Pour Israël Nisand, MD, professeur émérite de gynécologie-obstétrique à l’Université de Strasbourg, « l’homosexualité et l’attirance sexuelle, la masturbation, le plaisir sexuel et l’orgasme, la virginité, les violences sexuelles, les abus sexuels et l’inceste sont des sujets d’apprentissage essentiels pour les jeunes. Le dialogue avec les adultes humanise ce que la pornographie déshumanise. La comparaison brutale avec des documents produits par des adultes et pour des adultes, qui sont dans une course vers le bas pour savoir qui peut mieux se vendre, reste souvent leur seule source d’information.

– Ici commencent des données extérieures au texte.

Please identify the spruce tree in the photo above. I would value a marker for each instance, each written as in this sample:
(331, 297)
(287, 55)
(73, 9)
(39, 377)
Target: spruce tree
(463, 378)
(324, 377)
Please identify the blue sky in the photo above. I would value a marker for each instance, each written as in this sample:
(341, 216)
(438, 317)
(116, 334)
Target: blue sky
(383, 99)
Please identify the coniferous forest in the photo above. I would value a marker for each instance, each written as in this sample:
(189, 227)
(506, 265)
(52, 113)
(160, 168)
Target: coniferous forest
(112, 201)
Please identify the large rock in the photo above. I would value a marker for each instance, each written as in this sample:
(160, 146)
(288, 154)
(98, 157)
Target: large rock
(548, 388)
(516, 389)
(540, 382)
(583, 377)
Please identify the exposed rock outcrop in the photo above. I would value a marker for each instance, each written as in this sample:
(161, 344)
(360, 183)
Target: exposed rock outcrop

Aujourd’hui, les jeunes peuvent ” ne pas s’éloigner des images et des sons qui, pour eux, représentent la réalité (il y a une image, donc c’est vrai).

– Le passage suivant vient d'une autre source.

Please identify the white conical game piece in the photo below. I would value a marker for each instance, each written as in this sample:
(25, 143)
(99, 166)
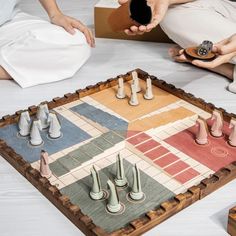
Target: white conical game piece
(54, 131)
(232, 86)
(136, 193)
(24, 124)
(35, 137)
(44, 165)
(202, 133)
(121, 90)
(113, 204)
(42, 115)
(148, 95)
(134, 98)
(232, 136)
(120, 179)
(136, 81)
(217, 126)
(96, 192)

“La faculté critique qui existe chez les adultes n’est pas encore établie chez les jeunes, ce qui les rend incapables de se distancier de ce type de spectacles.” Nous ne parlons pas de sexualité à nos enfants (malgré qu’il existe une loi sur cela), et la pornographie n’est pas apte à prendre notre place à cet égard, sauf si nous apprenons à nos enfants à accepter les images dégradantes de la femme et, effectivement, à permettre la détérioration de la sexualité dès lors qu’elle ne se situe plus dans le strict virtuel « Au total, si l’éducation de base relève de la responsabilité des parents, qui sont les seuls à avoir une légitimité totale pour ce qu’on pourrait appeler l’éducation morale de l’enfant, il arrive un moment où ils ont besoin d’aide. auprès des professionnels de santé. Nous avons besoin de l’aide de tiers pour enseigner la sexualité. Les parents doivent pouvoir proposer à leur enfant un interlocuteur en qui ils ont confiance. C’est leur seule option possible, une fois que la vie sexuelle d’un adolescent a commencé.”

Cet article a été traduit du Medscape édition française.